Für uns russische Sozialdemokraten muss die Marxsche Fragestellung gegenüber Kriege als Muster dienen. Der tatsächliche kleinbürgerliche Charakter der gegenwärtigen Bauernbewegung in Russland unterliegt keinem Zweifel; das müssen wir mit aller Kraft und rücksichtslos klarlegen, unversöhnlich gegen alle Illusionen aller „Sozialrevolutionäre" oder primitiver Sozialisten in dieser Hinsicht ankämpfen. Eine besondere Organisation der selbständigen Partei des Proletariats, die durch alle demokratischen Umwälzungen hindurch die völlige sozialistische Revolution anstrebt, muss unser ständiges, keinen Augenblick aus dem Auge zu verlierendes Ziel sein. Aber deshalb der Bauernbewegung den Rücken kehren zu wollen, wäre hoffnungslosestes Philistertum und Pedanterie. Nein, der revolutionär-demokratische Charakter dieser Bewegung ist unzweifelhaft, und wir müssen sie mit allen Kräften unterstützen, entwickeln, sie zu einer politisch zielbewussten und klassenmäßig bestimmten machen, sie vorwärtstreiben, mit ihr zusammengehen, Hand in Hand bis zum Schluss – denn wir gehen viel weiter als bis zum Ende irgendeiner Bauernbewegung, wir gehen bis zum vollen Ende der Teilung der Gesellschaft selbst in Klassen. Es dürfte kaum ein anderes Land auf der Welt geben, wo die Bauernschaft solche Leiden, eine solche Unterdrückung und Erniedrigung wie in Russland auszustehen hätte. Je unerträglicher diese Unterdrückung war, um so machtvoller wird jetzt das Erwachen, um so unwiderstehlicher der revolutionäre Ansturm der Bauern sein. Es ist Sache des klassenbewussten revolutionären Proletariats, diesen Ansturm mit allen Kräften zu unterstützen, damit er von dem alten, verfluchten, feudal-absolutistischen sklavischen Russland nicht einen Stein auf dem anderen lasse, damit er eine neue Generation freier und kühner Menschen schaffe, ein neues republikanisches Land, in dem unser proletarischer Kampf um den Sozialismus sich frei entfalten kann.

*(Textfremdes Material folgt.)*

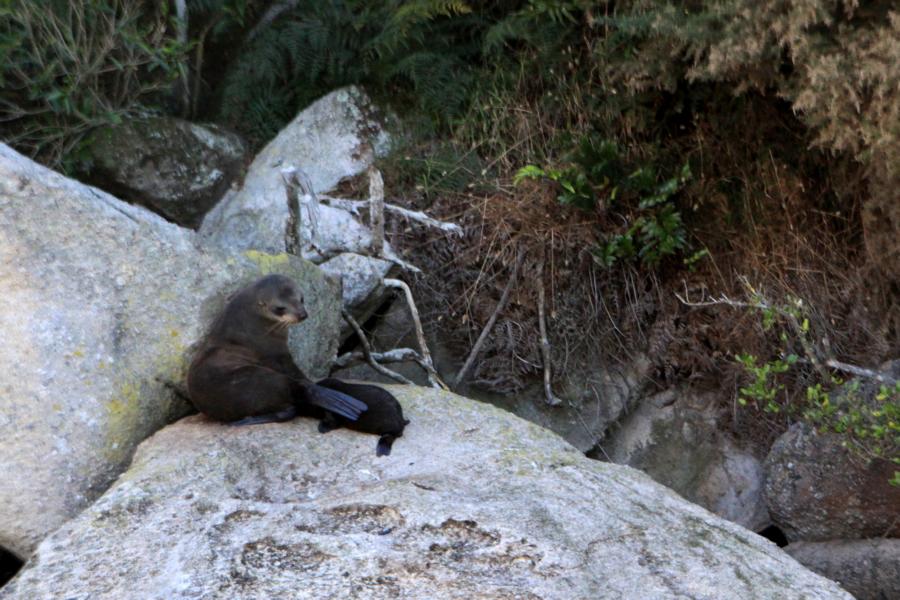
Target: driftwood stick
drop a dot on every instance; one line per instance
(367, 351)
(376, 211)
(273, 12)
(300, 193)
(811, 354)
(353, 206)
(879, 376)
(545, 342)
(433, 377)
(490, 324)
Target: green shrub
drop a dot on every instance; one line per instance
(68, 67)
(420, 52)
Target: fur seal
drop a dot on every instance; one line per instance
(384, 416)
(243, 372)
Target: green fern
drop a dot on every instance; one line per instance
(411, 52)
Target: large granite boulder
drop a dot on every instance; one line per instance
(100, 304)
(173, 167)
(676, 438)
(868, 569)
(472, 503)
(336, 137)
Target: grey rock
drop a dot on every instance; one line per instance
(868, 569)
(675, 437)
(100, 304)
(175, 168)
(472, 503)
(335, 137)
(818, 490)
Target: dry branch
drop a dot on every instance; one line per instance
(376, 211)
(545, 342)
(490, 324)
(433, 377)
(367, 351)
(812, 355)
(418, 216)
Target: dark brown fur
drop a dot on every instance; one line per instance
(243, 371)
(383, 417)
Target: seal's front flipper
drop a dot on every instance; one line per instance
(384, 444)
(277, 417)
(335, 401)
(328, 423)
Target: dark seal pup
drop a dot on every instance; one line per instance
(243, 372)
(384, 416)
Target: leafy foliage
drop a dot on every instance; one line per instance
(596, 175)
(421, 51)
(868, 420)
(68, 67)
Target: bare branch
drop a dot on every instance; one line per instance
(808, 349)
(545, 343)
(367, 351)
(376, 211)
(879, 376)
(391, 356)
(353, 206)
(433, 377)
(490, 324)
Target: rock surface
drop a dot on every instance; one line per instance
(675, 438)
(472, 503)
(868, 569)
(175, 168)
(335, 137)
(101, 302)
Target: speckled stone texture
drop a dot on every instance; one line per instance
(472, 503)
(100, 304)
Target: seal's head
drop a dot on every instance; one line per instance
(278, 299)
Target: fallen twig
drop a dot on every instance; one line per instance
(376, 211)
(545, 343)
(391, 356)
(353, 206)
(367, 351)
(490, 324)
(300, 192)
(433, 377)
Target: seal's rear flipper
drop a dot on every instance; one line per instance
(282, 415)
(384, 445)
(335, 401)
(328, 423)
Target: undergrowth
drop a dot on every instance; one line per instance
(69, 67)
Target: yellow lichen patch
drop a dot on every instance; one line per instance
(123, 413)
(268, 263)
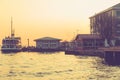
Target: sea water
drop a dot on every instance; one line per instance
(54, 66)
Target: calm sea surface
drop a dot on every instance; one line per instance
(54, 66)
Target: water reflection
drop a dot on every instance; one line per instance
(54, 66)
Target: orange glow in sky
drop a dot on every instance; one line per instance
(55, 18)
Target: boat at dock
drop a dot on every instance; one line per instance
(11, 43)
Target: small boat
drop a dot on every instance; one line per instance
(11, 43)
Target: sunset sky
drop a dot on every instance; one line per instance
(55, 18)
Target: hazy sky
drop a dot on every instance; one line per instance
(55, 18)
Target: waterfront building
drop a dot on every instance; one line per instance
(11, 43)
(107, 24)
(47, 43)
(88, 41)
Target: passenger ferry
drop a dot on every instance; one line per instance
(11, 43)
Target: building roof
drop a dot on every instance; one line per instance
(46, 38)
(117, 6)
(87, 36)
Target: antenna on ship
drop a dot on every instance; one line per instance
(12, 32)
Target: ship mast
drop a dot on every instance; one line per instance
(12, 32)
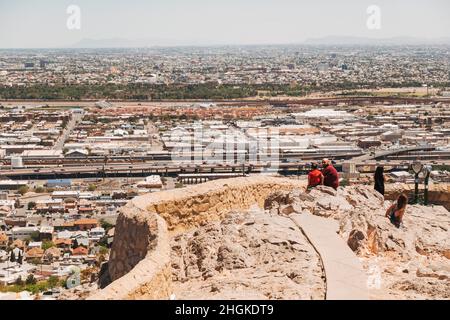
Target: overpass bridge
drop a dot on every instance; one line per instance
(174, 170)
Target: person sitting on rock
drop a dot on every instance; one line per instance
(330, 174)
(396, 211)
(315, 176)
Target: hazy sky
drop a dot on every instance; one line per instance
(42, 23)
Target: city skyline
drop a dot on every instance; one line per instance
(155, 23)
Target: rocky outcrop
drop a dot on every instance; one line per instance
(248, 255)
(139, 264)
(142, 267)
(407, 262)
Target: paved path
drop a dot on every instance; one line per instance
(345, 277)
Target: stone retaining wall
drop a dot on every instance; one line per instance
(139, 263)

* Man erinnere sich, was die „Rewoluzionnaja Rossija", von Nr. 8 angefangen, über die Überleitung des Bodens vom Kapital zur Arbeit, über die Bedeutung der Staatsländereien in Russland, über die ausgleichende Bodennutzung, über die bürgerliche Idee der Einbeziehung des Grund und Bodens in den Handelsverkehr usw. geschrieben hat. Ganz wie Kriege!